2.5. Immunofluorescent Staining
LSECs were seeded on collagen-coated coverslips, fixed with 4% paraformaldehyde (PFA), and permeabilized with PBS-Triton X-100 (X100, SigmaAldrich) and BSA (A9418, Sigma Aldrich). After blocking, cells were incubated overnight with primary antibodies, followed by fluorophore-conjugated secondary antibodies and DAPI for nuclear staining. Coverslips were mounted with Fluoromount-G, and imaging was performed using a Zeiss LSM800 confocal microscope (Zeiss, Oberkochen, Germany)with ImageJ software (v1.54p) for processing. Regarding tissue immunofluorescent staining, liver tissue sections were prepared using a cryostat and fixed with 4% PFA. After permeabilization and blocking, tissues were incubated with primary antibodies overnight, followed by secondary antibodies and DAPI. To reduce autofluorescence, tissues were treated with Sudan Black B and ethanol. Finally, slides were mounted with Fluoromount-G and stored at 4 °C for long-term use. Used antibodies were anti-CD31 mouse (Dako, M0823), anti-CD146 rabbit (Abcam, ab75769) and anti-PCSK9 goat (Abcam, ab28770). Image processing was performed using Image J software ((Version 1.54p). The representations appearing in the results were obtained using the Z-stack option of this software.
2.6. Cell Proliferation Assay
The effect of PCSK9 inhibition on liver sinusoidal endothelial cell (LSEC) proliferation was assessed using Crystal Violet staining (C0775, Sigma Aldrich). mLSECs and hLSECs were seeded in 96-well plates and treated for 24 h with a 50 µg/mL PCSK9 chemical inhibitor. Subsequently, conditioned media were added to activate the cells for another 24 h. Cells were stained with 0.5% Crystal Violet for 20 min, washed, and dried for 24 h. Methanol was added to extract the stain, and plates were incubated for 20 min with gentle agitation. The optical density at 570 nm (OD570) was measured using a microplate reader, with background OD from empty wells subtracted. Non-treated cells served as the control (100% viability), and the percentage of viable treated cells was calculated based on OD570 values.
2.7. Cell Migration Assay
The effect of PCSK9 inhibition on LSEC migration was assessed using a wound-healing assay. hLSECs and mLSECs were seeded in 48-well plates, treated with a 50 µg/mL PCSK9 inhibitor for 24 h, and then incubated with conditioned media for another 24 h.
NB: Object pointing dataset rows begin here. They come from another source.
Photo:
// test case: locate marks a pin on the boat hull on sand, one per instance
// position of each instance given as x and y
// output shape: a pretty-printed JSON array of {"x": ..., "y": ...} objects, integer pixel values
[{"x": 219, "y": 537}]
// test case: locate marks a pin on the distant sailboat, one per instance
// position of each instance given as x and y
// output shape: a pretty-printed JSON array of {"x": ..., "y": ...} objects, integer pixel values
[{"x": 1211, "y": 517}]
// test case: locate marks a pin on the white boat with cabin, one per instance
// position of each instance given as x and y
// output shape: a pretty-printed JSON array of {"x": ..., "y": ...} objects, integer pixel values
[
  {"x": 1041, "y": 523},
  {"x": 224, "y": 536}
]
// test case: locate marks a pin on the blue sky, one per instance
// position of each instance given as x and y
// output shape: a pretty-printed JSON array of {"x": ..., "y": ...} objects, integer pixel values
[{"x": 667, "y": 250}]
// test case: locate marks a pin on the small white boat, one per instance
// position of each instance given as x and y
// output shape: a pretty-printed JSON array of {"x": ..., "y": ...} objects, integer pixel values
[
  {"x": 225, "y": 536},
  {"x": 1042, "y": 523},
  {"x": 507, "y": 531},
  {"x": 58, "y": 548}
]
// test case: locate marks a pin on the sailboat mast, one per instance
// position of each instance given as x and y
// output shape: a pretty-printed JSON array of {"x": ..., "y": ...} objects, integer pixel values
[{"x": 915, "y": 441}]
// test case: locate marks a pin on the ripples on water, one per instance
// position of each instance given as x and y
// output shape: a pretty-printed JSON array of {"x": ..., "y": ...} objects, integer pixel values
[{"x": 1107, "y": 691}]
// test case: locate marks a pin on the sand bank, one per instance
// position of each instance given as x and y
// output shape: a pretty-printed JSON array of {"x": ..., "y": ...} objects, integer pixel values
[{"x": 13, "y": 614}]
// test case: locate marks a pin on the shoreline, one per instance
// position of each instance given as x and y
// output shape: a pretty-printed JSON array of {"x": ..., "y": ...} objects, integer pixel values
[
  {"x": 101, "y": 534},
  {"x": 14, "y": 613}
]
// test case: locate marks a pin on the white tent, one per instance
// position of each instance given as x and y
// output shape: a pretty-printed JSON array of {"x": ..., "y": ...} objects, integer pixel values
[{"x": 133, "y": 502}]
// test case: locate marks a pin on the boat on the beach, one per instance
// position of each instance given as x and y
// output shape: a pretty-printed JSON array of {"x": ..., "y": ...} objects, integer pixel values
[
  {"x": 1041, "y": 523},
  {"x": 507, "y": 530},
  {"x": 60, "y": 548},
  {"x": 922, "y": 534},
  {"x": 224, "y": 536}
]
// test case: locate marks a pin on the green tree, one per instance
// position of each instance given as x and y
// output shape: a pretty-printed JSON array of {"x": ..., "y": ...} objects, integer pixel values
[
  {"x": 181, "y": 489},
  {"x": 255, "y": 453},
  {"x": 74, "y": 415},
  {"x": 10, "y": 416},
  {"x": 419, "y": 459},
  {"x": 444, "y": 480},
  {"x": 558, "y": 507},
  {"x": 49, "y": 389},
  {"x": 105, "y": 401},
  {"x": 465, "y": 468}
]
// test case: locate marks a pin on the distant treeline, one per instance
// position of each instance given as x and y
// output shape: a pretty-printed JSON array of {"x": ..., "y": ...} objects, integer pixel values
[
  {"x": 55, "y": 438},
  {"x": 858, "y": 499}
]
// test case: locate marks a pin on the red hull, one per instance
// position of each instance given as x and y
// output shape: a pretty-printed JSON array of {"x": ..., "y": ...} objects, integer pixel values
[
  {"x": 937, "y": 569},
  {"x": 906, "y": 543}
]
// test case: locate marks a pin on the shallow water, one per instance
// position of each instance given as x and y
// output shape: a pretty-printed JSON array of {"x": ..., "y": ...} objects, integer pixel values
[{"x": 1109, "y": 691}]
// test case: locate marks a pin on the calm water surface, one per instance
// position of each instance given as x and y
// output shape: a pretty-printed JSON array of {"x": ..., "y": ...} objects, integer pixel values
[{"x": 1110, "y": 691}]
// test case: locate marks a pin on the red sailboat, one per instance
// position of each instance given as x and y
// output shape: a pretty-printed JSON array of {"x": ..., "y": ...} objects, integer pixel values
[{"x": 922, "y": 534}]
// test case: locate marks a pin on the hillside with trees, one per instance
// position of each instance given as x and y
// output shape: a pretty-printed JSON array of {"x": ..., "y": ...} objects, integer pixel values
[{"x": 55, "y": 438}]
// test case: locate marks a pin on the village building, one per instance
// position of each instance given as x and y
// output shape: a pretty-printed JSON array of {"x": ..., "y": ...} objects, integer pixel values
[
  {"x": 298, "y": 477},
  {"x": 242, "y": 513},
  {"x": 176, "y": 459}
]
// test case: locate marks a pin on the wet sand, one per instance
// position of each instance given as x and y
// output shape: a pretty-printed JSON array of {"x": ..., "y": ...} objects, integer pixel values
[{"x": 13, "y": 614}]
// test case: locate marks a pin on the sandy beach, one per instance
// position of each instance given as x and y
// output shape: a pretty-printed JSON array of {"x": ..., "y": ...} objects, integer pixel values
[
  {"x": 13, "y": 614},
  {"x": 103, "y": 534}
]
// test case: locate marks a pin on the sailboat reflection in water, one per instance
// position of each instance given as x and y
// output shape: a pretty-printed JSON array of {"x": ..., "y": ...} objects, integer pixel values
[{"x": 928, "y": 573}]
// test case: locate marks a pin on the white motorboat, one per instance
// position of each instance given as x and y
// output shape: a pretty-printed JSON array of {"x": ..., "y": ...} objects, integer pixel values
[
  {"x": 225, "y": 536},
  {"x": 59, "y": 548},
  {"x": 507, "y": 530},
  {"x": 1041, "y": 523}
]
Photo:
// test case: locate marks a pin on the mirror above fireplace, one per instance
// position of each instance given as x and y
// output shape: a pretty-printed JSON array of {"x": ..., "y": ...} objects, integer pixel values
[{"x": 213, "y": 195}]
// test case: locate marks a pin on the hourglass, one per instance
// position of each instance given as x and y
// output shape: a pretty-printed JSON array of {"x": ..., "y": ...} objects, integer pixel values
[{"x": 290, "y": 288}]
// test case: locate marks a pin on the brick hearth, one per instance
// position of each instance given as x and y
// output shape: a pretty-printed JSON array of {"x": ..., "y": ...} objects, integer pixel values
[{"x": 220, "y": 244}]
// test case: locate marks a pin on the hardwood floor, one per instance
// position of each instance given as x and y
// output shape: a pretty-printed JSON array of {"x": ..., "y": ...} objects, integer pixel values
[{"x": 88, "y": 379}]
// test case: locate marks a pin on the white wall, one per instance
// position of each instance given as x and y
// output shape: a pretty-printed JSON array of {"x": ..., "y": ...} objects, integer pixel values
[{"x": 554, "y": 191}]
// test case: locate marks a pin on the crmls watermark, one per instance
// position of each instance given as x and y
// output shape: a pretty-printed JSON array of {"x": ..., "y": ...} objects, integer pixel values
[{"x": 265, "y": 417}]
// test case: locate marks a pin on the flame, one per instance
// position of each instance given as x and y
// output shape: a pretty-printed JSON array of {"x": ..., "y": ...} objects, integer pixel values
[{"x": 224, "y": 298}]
To ensure only migration was analyzed, cell proliferation was blocked with Mitomycin C (M4287, Merck) at 1 µg/mL for 2 h. A scratch was created using a pipette tip, and wells were washed with PBS to remove debris before being refilled with fresh media. Images of the scratch were captured at 0 and 4 h using a Zeiss Primovert microscope. Migration rates were determined by calculating the percentage of scratch closure between the two time points.
2.8. Statistical Analysis
Statistical analyses were performed using the GraphPad Prism software (Version 9.2.0, San Diego, CA, USA). Unless otherwise indicated, a parametric Student t-test was applied to compare differences between two groups. For experiments with more than 2 groups and only one variable, One-way ANOVA and Tukey’s post hoc test were performed. If the results studied did not show a normal distribution, the Kruskal–Wallis test was performed. If there were more than 2 groups and 2 variables to compare, a two-way ANOVA and a Tukey post hoc test were performed. Differences of p < 0.05 were considered statistically significant (*, p < 0.05; **, p < 0.01; ***, p < 0.001). Unless otherwise stated, data are expressed as mean ± standard error deviation (SD).
3. Results
3.1. Endothelial and Cancer Cell Culture Validation
To elucidate the role of LSECs in colorectal liver metastasis, the endothelial phenotype of LSECs was verified through immunofluorescent staining for endothelial markers CD31 and CD146, as shown in Figure 1A. Both markers were prominently expressed, confirming the endothelial identity of the analyzed cell population.
Figure 1.
Endothelial cell and cancer stem cell phenotype validation. (A) Both mouse and human LSECs present CD31 and CD146 expression by immunofluorescent staining; (B) SW620 and CT26 cancer cells show an adherent phenotype, while both cell types after reprogramming show a non-adherent phenotype, forming spheres; (C–E) reprogrammed CSCs show an increased expression at the mRNA level of pluripotency genes SOX2, EpCAM and PROM1 compared to the cancer cells CT26 and SW620. Unpaired t-test (n = 4).
Figure 1.
Endothelial cell and cancer stem cell phenotype validation. (A) Both mouse and human LSECs present CD31 and CD146 expression by immunofluorescent staining; (B) SW620 and CT26 cancer cells show an adherent phenotype, while both cell types after reprogramming show a non-adherent phenotype, forming spheres; (C–E) reprogrammed CSCs show an increased expression at the mRNA level of pluripotency genes SOX2, EpCAM and PROM1 compared to the cancer cells CT26 and SW620. Unpaired t-test (n = 4).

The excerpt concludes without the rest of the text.